Entretanto, da mesma forma que devemos estabelecer pontes entre os diferentes campos científicos e evitar a excessiva disciplinaridade do “cada um em seu quadrado”, é necessária essa mesma prática, mais ainda dentro de um mesmo campo do conhecimento onde esse desafio “interdisciplinar”, com aspas, porque estamos no mesmo espaço da economia será fértil e necessário.

Para o entendimento da teoria e das políticas econômicas no campo heterodoxo, há uma autora fundamental, que é Mariana Mazzucato (2014) em O Estado empreendedor: desmascarando o mito do setor público vs. setor privado. Em seu livro, a discussão caminha por questões da economia voltadas para tecnologia, inovações e crescimento. Sua ênfase está nos novos setores, nos quais os investimentos públicos foram decisivos nos EUA e mais alguns países. Depois de relatar a articulação dessas inovações e sua disseminação no tecido empresarial, assim como suas implicações com as necessidades básicas da população e questões fiscais, considera que:

Os keynesianos argumentam vigorosamente quanto à importância do uso dos gastos governamentais para estimular a demanda e estabilizar a economia. Economistas inspirados em Joseph Shumpeter foram além, pedindo ao governo que gastasse também naquelas áreas específicas que aumentam a capacidade de inovação de um país. (Página 60).

Nessa perspectiva, Mazzucato assinala que nas agendas de governos progressistas, os investimentos em áreas de programas que aumentam a produtividade são menos populares do que os gastos em bem-estar social, como saúde e educação. Mas a questão é que para viabilizar essas políticas há de haver uma base material, ou seja, capacidade de financiamento. Portanto, o desafio é lançado:

O que falta à boa parte da esquerda keynesiana é uma agenda de crescimento que crie e simultaneamente redistribua as riquezas. A combinação das lições de Keynes e Shumpeter pode fazer com que algo assim aconteça.

Keynes era inglês e Shumpeter austríaco. Suas teorizações estão voltadas para economias desenvolvidas, com capacidade produtiva instalada e capazes de apresentar uma resposta terapêutica favorável na medida em que se aplique a adrenalina do gasto público. Para os países de economias capitalistas retardatárias, os desafios são maiores, pois existem condicionamentos adicionais. Nossa matriz social e suas elites econômicas estão marcadas pelo latifúndio, a escravidão e a monocultura. Essa origem e suas implicações foram brilhantemente analisadas por autores como Caio Prado Júnior, Celso Furtado e novas gerações de intelectuais.
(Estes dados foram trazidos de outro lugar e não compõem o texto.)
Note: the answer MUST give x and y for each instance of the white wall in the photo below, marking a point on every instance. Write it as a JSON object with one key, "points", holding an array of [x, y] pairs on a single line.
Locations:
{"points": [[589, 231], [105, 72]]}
Entretanto, já tivemos avanços e recuos pendulares, como o de agora, marcado pelo retrocesso.

Para reconstruir as bases de nossa economia será necessário criar e gerir a viabilidade mútua do crescimento da produção e do emprego com a retomada dos investimentos públicos em infra-estrutura de transporte, energia, saneamento e habitação. Da mesma forma, nosso sistema nacional de inovação terá de ser recuperado e fortalecido visando reverter o quadro de esvaziamento dos últimos anos, criando um contexto econômico de dinamismo, com capacidade de se colocar nas cadeias produtivas globais de maior valor agregado, ou seja: uma competitividade com base na capacidade de inovar.

Será necessária vontade política, engenho e arte. E na teoria e política econômica, um chamado necessário: Keynesianos e Shumperianos uni-vos!